It was a Tuesday morning, and I was running errands with my kids. We were in the bank just before 9 am, and the tellers were all abuzz over the news. Some little plane had flown into the World Trade Center, my teller told me. They’d heard it on the radio. I dropped my errands and went straight home, turning on the TV in time to see Flight 175 hit the South Tower.

Of course, it wasn’t a small plane, and it wasn’t an accident as they had first assumed. I spent the day watching the coverage, knowing the world was changing. I had visited the World Trade Center with my cousin Kim during a high school trip. We had gone up to the observation deck in the South Tower, on the 107th floor. I remembered what it felt like to lean in toward the glass and look down, that awful feeling I got in the bottom of my stomach. How much sicker I felt watching the coverage, hearing that people chose to jump rather than burn. What a desperate choice. What a strange feeling to know that I’d been there, I’d visited a place that didn’t even exist anymore.

I worried about Kim, knowing she lived in the city, not knowing where she was working, how far away she was, if she was safe. Another of my cousins was living and working in DC at the time, so it was a pretty tense time until we knew they were safe. Then we started worrying for everyone else: those people who waited, thinking they’d be rescued. People who still needed rescuing. The heroic firefighters and paramedics who rushed in and never came out. Did you know that 411 emergency workers were among the dead? I don’t think I ever knew the number.

The thing that stands out to me most about that trip to the observation deck was waiting in line. We waited for what seemed like hours, in a roped off area that zigzagged across the lobby. We were surrounded by people of every ethnicity, from many countries, all speaking different languages. Coming from a less-than-multicultural state and community, to me this was noteworthy. It felt like a place where people coexisted peacefully, where there might not always be understanding but there was tolerance. It seemed like my ideal of being an American, the whole “melting pot” thing; how could you experience such diversity, look out at the Statue of Liberty, and not feel that? After 9/11 it didn’t surprise me to read that citizens from over 90 countries died in the attacks on the World Trade Center buildings. It saddened me to think of that place as a target of someone’s hatred. We lost a lot that day.

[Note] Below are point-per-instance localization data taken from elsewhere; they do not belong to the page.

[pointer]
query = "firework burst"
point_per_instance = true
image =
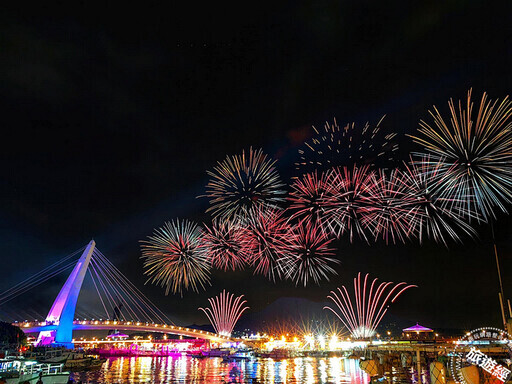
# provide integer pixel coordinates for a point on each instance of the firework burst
(435, 213)
(309, 255)
(225, 311)
(475, 152)
(226, 245)
(334, 146)
(266, 232)
(308, 196)
(346, 200)
(389, 210)
(242, 182)
(174, 257)
(370, 305)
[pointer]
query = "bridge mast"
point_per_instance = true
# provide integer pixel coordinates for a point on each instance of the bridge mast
(62, 312)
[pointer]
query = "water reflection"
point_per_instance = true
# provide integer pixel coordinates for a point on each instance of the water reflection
(163, 370)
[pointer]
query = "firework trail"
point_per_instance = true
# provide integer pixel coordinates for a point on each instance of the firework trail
(346, 200)
(475, 153)
(308, 255)
(241, 182)
(308, 197)
(266, 234)
(174, 257)
(370, 306)
(334, 146)
(226, 245)
(435, 213)
(389, 209)
(224, 312)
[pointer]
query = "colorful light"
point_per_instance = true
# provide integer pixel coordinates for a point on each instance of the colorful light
(362, 314)
(309, 255)
(242, 182)
(224, 312)
(474, 152)
(175, 258)
(226, 244)
(335, 146)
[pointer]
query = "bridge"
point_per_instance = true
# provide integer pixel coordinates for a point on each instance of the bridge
(87, 325)
(118, 292)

Every year I think how much things have changed since it happened. I think about the people who died and I send good thoughts to those who survived and who lost family and friends. Not long ago I read about those who were exposed to ground zero and how they had lingering problems with asthma and post-traumatic stress disorder for years afterward. I think all of us are still traumatized by this. I don’t think anyone who was there–or who watched from afar–will forget it.

Do you remember what you were doing on 9/11? What went through your mind? I’ve heard people talking about making this day a national holiday–what are your thoughts?